Many popular clustering algorithms require a priori knowledge of the number of clusters, e.g., k-means and spectral clustering. This requires you to already know some things about the data (which we often don't) or that you have to try to learn things about that data which becomes intractable for large, unstructured, and high-dimensional data. Nearly all popular clustering algorithms use distance as the metric – though not inherently bad all the time – it can introduce hyperparameters like distance thresholds that again, require a priori knowledge about the data.

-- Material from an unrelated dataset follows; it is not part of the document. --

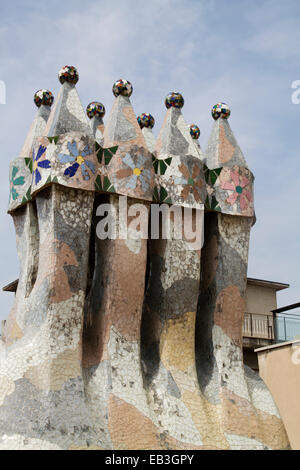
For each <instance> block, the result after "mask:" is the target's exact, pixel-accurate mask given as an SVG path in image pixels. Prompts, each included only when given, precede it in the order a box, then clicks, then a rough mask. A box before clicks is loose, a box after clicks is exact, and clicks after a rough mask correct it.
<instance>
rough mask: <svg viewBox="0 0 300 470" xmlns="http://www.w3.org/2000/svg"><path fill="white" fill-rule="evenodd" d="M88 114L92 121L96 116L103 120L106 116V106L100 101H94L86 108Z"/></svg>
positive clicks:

This paper introduces Correlated Histogram Clustering (CHC) which requires no a priori knowledge for the number of clusters and assumes nothing about the magnitude of values in any dimension. Designed to handle large, unstructured, high-dimensional, and noisy data, CHC leverages probabilistic techniques to build density estimates rather than using distance metrics. CHC uses the lowland modality algorithm to determine the modes of each dimension and then correlates the modes with points in the original dataset to form a cluster centroid. This cluster centroid may then be used for training, thereby substantially reducing the amount of data needed for supervised learning.
Sorting the significant few data values from the insignificant many in training data using CHC can be used to transform training syllabi by identifying which elements in a syllabus correlate with real skill attainment, and which elements do not accelerate skill attainment. Additional benefits of applying CHC to large, unstructured, high-dimensional, noisy data include dimension reduction and an understanding of the modal nature of the data. In one supervised learning classification application, twenty-seven features were reduced to only three, an 89% reduction of the dataset.